Ad accomunare queste letture vi è un’idea del declino industriale come fenomeno essenzialmente inevitabile, strettamente associato all’immagine negativa della regione nel suo complesso, mali rispetto ai quali la cura culturale sembrerebbe aver posto rimedio, sia dal punto di vista urbanistico, sia rispetto alle successive ricostruzioni di una identità locale.
Il processo di deindustrializzazione non rappresenta però una netta soluzione di continuità. Byrne (2002) lo definisce come un “cambiamento stabile” (Byrne 2002) in cui il localismo, il forte legame tra sindacati e governo locale, l’idea di sviluppo come progetto collettivo di ampio respiro - tutti identificati come caratteri del periodo industriale - indietreggiano a favore di una concezione di sviluppo legata a dinamiche globali, e in cui il capitale privato guida le traiettorie del cambiamento urbano, e le politiche locali hanno principalmente il compito di favorire questo processo.
L’industrialismo rappresenta dunque non solo un sistema economico e sociale, ma anche quella che viene definita da Williams come una “structure of feeling” (1958), ossia una costruzione identitaria complessa, che consente ad una collettività di orientarsi nel mondo. Nel passaggio da un sistema all’altro non si realizza dunque una sostituzione, ma fenomeni di più complessa sovrapposizione, permanenza, intreccio, difficilmente prevedibili. Un esempio è messo in luce nella descrizione della vita notturna di Newcastle, in cui la presenza di nuove popolazioni (come gli studenti universitari o i giovani professionisti), si intreccia con la tradizionale propensione alla socialità della regione, ma anche con le forme del consumo di alcol e con una matrice identitaria fortemente maschile, che si traduce anche nei fenomeni di violenza e nel clima complessivamente aggressivo delle notti di Newcastle (Hollands, Chatterton, 2002).
Allora, più che l’esito lineare di un processo di deindustrializzazione ben riuscito, l’immagine attuale della nuova conurbazione risulta dal prodotto temporaneo e visibile di cambiamenti in cui si mescolano spinte globali e caratteri locali, precisi orientamenti politici e declinazioni particolari. In cui le diverse forze in gioco seguono traiettorie e tempi diversi. In altre parole, percorsi di cambiamento così profondi non seguono strade determinabili a priori, nè tantomeno replicabili: la ricostruzione di un percorso coerente si realizza sempre a valle, cercando consequenzialità e linearità in processi segnati piuttosto da fratture e logiche eterogenee.
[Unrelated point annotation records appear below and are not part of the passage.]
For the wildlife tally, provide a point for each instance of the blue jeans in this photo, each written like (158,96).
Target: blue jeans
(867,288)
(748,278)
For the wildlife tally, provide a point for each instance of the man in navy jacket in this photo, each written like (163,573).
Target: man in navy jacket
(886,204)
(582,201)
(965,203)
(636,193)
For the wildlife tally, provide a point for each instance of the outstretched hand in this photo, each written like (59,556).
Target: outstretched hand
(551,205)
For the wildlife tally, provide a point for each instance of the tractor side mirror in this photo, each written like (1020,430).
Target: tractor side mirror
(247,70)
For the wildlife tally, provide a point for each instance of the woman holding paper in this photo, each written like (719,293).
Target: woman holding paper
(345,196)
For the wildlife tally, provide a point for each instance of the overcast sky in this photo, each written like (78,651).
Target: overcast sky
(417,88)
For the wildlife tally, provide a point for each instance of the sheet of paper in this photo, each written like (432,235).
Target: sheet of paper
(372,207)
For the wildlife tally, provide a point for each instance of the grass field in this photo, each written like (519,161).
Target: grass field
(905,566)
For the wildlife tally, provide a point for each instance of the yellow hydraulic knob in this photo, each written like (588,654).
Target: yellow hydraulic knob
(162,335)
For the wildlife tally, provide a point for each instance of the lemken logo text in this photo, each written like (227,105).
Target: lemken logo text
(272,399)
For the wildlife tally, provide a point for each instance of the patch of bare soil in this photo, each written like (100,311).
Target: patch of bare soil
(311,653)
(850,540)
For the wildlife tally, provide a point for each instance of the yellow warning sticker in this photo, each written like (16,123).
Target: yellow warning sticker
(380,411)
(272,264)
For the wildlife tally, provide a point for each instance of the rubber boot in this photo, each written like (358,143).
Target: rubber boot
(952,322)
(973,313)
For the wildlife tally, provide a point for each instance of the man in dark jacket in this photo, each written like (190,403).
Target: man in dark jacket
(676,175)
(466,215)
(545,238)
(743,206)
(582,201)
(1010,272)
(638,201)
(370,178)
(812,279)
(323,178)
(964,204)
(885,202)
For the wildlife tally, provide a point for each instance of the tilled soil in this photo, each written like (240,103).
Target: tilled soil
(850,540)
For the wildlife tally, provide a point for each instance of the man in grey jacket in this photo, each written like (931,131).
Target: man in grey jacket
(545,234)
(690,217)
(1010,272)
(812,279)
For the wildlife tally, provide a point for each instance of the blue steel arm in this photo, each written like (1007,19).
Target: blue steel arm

Il cambiamento più visibile e celebrato - in particolare, il recupero urbanistico dei waterfront e l’elaborazione di una immagine della città completamente nuova - ha le sue radici, come accenneremo nel paragrafo seguente, in un sodalizio tra l’azione del governo centrale, sostanzialmente ostile ai governi locali almeno all’inizio, e da capitali privati e statali; ma anche da organi interamente pubblici nati con scopi di gestione di un settore ben preciso, quello culturale, e che hanno poi in certa misura colmato la mancanza di una strategia più complessiva.
Per tracciare un percorso di sviluppo urbano, appare quindi importante considerare non solo i processi che hanno portato alla valorizzazione di alcune parti della città, ma anche quali siano stati i principali attori, e quali sistemi di relazioni si siano prodotti e affermati nel tempo; intendere l’esito come punto di partenza e pretesto.
L’obiettivo diventa quindi la comprensione di un “contesto interattivo, al quale vengono riconosciute complessità ed instabilità elevate” (Crosta, 2003).